Rishi SunakImage source, Getty Images

Rishi Sunak has been accused of failing to act soon enough to save £11bn of taxpayers’ money that has been used to pay interest on government debt.

The National Institute of Economic and Social Research (NIESR) said the losses stemmed from the chancellor’s failure to insure against interest rate rises.

It meant higher than necessary payments on £900bn of reserves created through the quantitative easing (QE) programme.

The Treasury said it has “a clear financing strategy” on debt.

The NIESR’s Professor Jagjit Chadha, told the Financial Times that Mr Sunak’s actions had left the country with “an enormous bill and heavy continuing exposure to interest rate risk”.

According to the FT report, the Bank of England (BoE) created £895bn of money through quantitative easing, most of which was used to buy government bonds from pension funds and other investors.

When those investors put the proceeds in commercial bank deposits at the Bank, it had to pay interest at its official interest rate.

Last year, when the official rate was still 0.1%, the NIESR – an economic research group – said the government should have insured the cost of servicing this debt against the risk of rising interest rates.

It suggested converting the debt into government bonds with longer to pay it back.

Prof Chadha said Mr Sunak’s failure to do this had cost taxpayers £11bn.

“It would have been much better to have reduced the scale of short-term liabilities earlier, as we argued for some time, and to exploit the benefits of longer-term debt issuance,” he told the FT.

‘Fast and loose’

Labour’s shadow treasury minister Tulip Siddiq said: “These are astronomical sums for the chancellor to lose, and leaves working people picking up the cheque for his severe wastefulness while he hikes their taxes in the middle of a cost-of-living crisis.

“This government has played fast and loose with taxpayers’ money.
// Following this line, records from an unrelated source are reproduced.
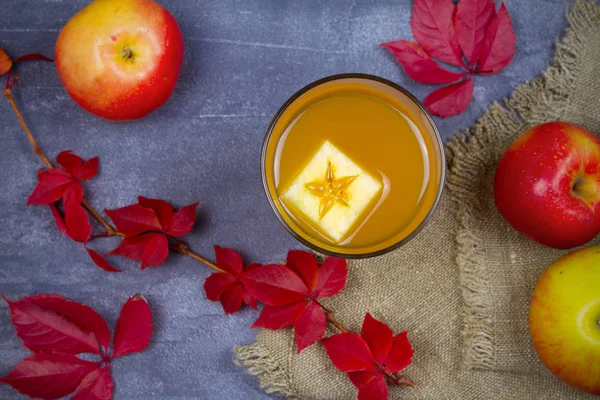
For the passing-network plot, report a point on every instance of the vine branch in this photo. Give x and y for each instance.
(180, 247)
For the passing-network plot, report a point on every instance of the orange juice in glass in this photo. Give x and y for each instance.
(353, 165)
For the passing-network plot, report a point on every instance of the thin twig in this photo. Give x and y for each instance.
(111, 231)
(183, 248)
(36, 149)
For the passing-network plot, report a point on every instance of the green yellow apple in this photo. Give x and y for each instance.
(564, 319)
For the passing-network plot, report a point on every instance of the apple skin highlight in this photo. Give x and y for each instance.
(120, 59)
(563, 319)
(547, 185)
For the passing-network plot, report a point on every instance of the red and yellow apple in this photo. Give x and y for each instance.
(120, 59)
(547, 185)
(564, 319)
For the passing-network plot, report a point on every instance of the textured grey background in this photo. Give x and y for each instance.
(243, 59)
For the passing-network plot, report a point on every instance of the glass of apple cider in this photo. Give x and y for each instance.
(353, 165)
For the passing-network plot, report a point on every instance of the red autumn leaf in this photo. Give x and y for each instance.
(419, 65)
(280, 317)
(100, 261)
(498, 47)
(5, 62)
(226, 287)
(134, 219)
(374, 389)
(151, 249)
(349, 352)
(51, 186)
(163, 210)
(432, 24)
(275, 285)
(291, 292)
(310, 326)
(134, 327)
(80, 313)
(183, 220)
(55, 324)
(88, 169)
(48, 375)
(304, 265)
(76, 219)
(60, 222)
(97, 385)
(471, 21)
(450, 100)
(369, 356)
(378, 337)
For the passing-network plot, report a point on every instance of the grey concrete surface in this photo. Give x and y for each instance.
(243, 59)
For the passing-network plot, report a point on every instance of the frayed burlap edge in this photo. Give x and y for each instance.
(541, 100)
(272, 377)
(532, 102)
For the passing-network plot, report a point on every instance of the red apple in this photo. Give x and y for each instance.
(547, 185)
(564, 319)
(120, 59)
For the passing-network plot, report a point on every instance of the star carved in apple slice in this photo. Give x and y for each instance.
(331, 190)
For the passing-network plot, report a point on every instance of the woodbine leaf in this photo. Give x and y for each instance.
(274, 285)
(498, 47)
(374, 389)
(349, 352)
(77, 219)
(379, 338)
(305, 265)
(49, 375)
(163, 210)
(151, 249)
(134, 327)
(450, 100)
(51, 186)
(280, 317)
(55, 324)
(229, 260)
(432, 24)
(134, 219)
(5, 62)
(471, 20)
(97, 385)
(418, 64)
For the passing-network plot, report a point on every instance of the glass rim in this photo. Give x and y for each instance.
(267, 138)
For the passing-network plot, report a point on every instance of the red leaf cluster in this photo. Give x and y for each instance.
(147, 226)
(470, 35)
(5, 62)
(290, 293)
(227, 287)
(56, 330)
(371, 357)
(64, 183)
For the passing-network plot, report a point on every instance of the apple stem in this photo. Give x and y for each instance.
(127, 54)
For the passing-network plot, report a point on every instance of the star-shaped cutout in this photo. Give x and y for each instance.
(331, 190)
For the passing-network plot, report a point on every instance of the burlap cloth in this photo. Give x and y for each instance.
(462, 287)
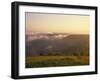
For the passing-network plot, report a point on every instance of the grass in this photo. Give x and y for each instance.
(54, 61)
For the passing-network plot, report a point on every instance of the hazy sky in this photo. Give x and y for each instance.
(57, 23)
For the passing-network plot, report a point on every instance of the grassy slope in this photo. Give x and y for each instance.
(53, 61)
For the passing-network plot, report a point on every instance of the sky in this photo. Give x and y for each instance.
(56, 23)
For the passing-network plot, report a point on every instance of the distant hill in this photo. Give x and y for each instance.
(58, 44)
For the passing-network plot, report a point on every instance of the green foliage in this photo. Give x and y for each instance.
(53, 61)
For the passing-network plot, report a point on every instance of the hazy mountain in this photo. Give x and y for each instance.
(56, 43)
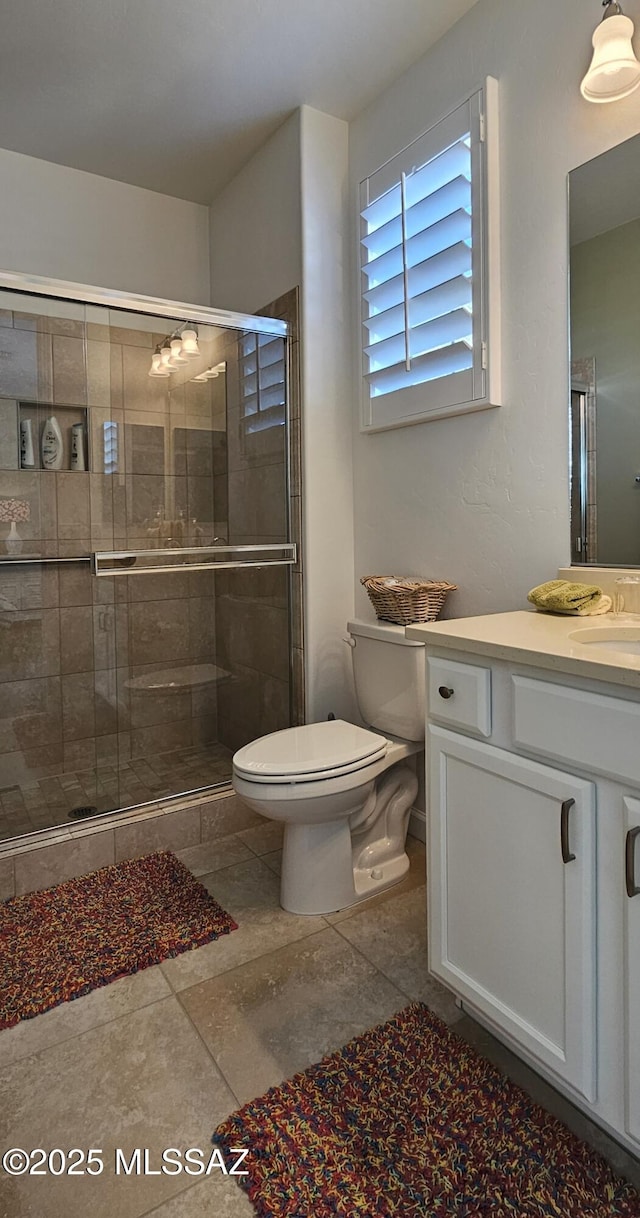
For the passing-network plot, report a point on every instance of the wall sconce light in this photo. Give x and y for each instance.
(157, 368)
(11, 512)
(615, 71)
(174, 351)
(189, 342)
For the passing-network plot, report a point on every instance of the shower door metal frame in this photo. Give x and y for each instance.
(111, 299)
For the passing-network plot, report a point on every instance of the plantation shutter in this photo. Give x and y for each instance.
(423, 308)
(263, 381)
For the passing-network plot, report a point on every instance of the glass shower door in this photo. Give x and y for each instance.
(144, 624)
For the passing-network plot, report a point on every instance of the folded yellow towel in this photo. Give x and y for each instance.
(577, 599)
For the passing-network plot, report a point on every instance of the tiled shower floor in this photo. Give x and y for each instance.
(43, 803)
(159, 1059)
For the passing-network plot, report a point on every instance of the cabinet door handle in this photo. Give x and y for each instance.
(567, 804)
(633, 889)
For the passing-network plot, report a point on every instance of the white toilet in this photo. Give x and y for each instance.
(340, 789)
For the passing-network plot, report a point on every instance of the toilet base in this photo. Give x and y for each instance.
(338, 884)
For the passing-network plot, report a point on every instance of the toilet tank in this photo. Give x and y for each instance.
(389, 675)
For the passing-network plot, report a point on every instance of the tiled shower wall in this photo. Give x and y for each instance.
(257, 640)
(82, 718)
(78, 654)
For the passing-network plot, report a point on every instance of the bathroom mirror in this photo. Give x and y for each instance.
(605, 357)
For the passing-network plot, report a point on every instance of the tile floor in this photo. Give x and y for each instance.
(44, 803)
(159, 1059)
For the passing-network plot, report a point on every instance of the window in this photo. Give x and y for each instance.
(263, 381)
(429, 273)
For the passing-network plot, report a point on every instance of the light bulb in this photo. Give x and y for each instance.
(189, 344)
(177, 357)
(615, 71)
(156, 364)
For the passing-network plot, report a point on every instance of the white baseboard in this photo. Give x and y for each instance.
(417, 823)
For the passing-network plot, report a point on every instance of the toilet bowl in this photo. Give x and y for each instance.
(344, 792)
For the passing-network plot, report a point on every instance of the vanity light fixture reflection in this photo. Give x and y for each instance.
(615, 71)
(176, 350)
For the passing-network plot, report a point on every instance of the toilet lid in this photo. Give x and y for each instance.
(313, 749)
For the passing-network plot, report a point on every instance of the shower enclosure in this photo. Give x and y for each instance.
(145, 556)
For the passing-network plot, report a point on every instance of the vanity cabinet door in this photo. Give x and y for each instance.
(512, 898)
(632, 965)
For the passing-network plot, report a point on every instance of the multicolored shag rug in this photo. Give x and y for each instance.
(70, 939)
(408, 1121)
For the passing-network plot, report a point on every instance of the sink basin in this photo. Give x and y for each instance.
(611, 638)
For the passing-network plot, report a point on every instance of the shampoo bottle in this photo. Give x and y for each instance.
(51, 443)
(77, 446)
(27, 458)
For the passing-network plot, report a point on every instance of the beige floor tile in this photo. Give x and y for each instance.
(213, 1197)
(394, 938)
(250, 893)
(144, 1080)
(72, 1018)
(274, 861)
(415, 878)
(211, 856)
(284, 1011)
(263, 838)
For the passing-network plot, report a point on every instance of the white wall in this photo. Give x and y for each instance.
(328, 487)
(280, 223)
(256, 251)
(483, 499)
(68, 224)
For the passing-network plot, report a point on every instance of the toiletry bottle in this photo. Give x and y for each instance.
(51, 445)
(77, 446)
(27, 458)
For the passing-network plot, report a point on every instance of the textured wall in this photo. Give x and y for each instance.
(483, 499)
(73, 225)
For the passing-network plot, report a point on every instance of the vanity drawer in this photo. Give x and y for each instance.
(460, 694)
(590, 730)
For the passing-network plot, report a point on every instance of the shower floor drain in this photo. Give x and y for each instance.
(78, 814)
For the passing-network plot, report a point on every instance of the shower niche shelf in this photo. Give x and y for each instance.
(14, 413)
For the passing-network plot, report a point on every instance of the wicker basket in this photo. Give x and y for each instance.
(405, 599)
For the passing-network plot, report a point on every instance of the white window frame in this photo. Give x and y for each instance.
(479, 387)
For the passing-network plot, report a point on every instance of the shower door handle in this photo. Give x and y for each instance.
(200, 558)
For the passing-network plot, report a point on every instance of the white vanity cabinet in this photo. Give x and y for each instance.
(632, 966)
(534, 864)
(512, 886)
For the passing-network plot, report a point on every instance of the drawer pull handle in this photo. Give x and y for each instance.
(633, 889)
(567, 804)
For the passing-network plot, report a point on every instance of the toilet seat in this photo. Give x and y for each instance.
(310, 754)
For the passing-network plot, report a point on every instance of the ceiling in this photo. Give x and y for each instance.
(177, 96)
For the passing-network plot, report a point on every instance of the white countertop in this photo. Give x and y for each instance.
(541, 640)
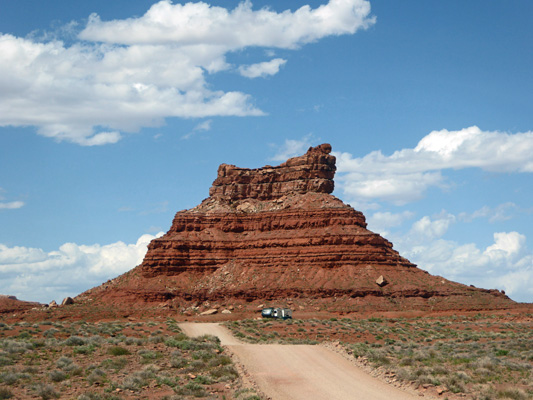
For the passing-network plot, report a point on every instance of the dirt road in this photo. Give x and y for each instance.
(303, 372)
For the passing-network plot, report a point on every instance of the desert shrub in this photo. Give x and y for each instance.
(224, 373)
(219, 360)
(45, 391)
(4, 360)
(63, 362)
(57, 375)
(134, 341)
(148, 355)
(178, 361)
(514, 394)
(203, 380)
(10, 378)
(5, 394)
(75, 341)
(194, 389)
(202, 355)
(115, 364)
(96, 376)
(156, 339)
(118, 351)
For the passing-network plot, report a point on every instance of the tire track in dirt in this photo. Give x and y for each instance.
(300, 372)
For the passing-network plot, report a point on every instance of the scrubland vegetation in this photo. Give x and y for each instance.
(478, 357)
(113, 360)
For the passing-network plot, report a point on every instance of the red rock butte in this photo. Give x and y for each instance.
(277, 233)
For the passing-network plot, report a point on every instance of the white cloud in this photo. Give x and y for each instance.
(123, 75)
(405, 175)
(194, 24)
(11, 205)
(36, 275)
(292, 148)
(506, 264)
(201, 127)
(263, 69)
(381, 222)
(494, 214)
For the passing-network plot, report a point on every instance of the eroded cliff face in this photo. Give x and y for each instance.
(311, 173)
(277, 233)
(271, 217)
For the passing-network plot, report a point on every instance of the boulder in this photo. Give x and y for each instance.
(381, 281)
(67, 301)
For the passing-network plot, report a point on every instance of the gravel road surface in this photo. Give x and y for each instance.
(301, 372)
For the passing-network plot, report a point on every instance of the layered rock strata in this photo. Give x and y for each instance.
(278, 233)
(273, 216)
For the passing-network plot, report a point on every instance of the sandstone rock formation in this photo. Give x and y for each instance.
(10, 304)
(278, 233)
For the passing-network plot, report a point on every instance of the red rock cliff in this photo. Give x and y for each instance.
(312, 172)
(270, 217)
(278, 233)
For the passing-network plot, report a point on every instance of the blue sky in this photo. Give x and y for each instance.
(115, 115)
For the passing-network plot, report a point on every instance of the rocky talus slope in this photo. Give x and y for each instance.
(277, 233)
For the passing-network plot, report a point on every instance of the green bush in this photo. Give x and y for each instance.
(118, 351)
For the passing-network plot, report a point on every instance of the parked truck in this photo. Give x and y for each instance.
(276, 312)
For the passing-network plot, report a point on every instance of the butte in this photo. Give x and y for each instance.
(277, 235)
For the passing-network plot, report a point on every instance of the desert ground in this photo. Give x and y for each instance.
(67, 353)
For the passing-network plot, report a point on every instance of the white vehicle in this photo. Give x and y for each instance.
(276, 312)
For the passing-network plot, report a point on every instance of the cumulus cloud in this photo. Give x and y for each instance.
(200, 24)
(11, 205)
(201, 127)
(122, 75)
(505, 264)
(263, 69)
(502, 212)
(36, 275)
(406, 175)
Britain deserves a government that respects public money and delivers for people across the country.”

A Treasury spokesman said: “There are long-standing arrangements around the asset purchase facility – to date £120bn has been transferred to HM Treasury and used to reduce our debt, but we have always been aware that at some point the direction of those payments may need to reverse.

“We have a clear financing strategy to meet the government’s funding needs, which we set independently of the Bank of England’s monetary policy decisions.

“It is for the [Bank’s] Monetary Policy Committee to take decisions on quantitative easing operations to meet the objectives in their remit, and we remain fully committed to their independence.”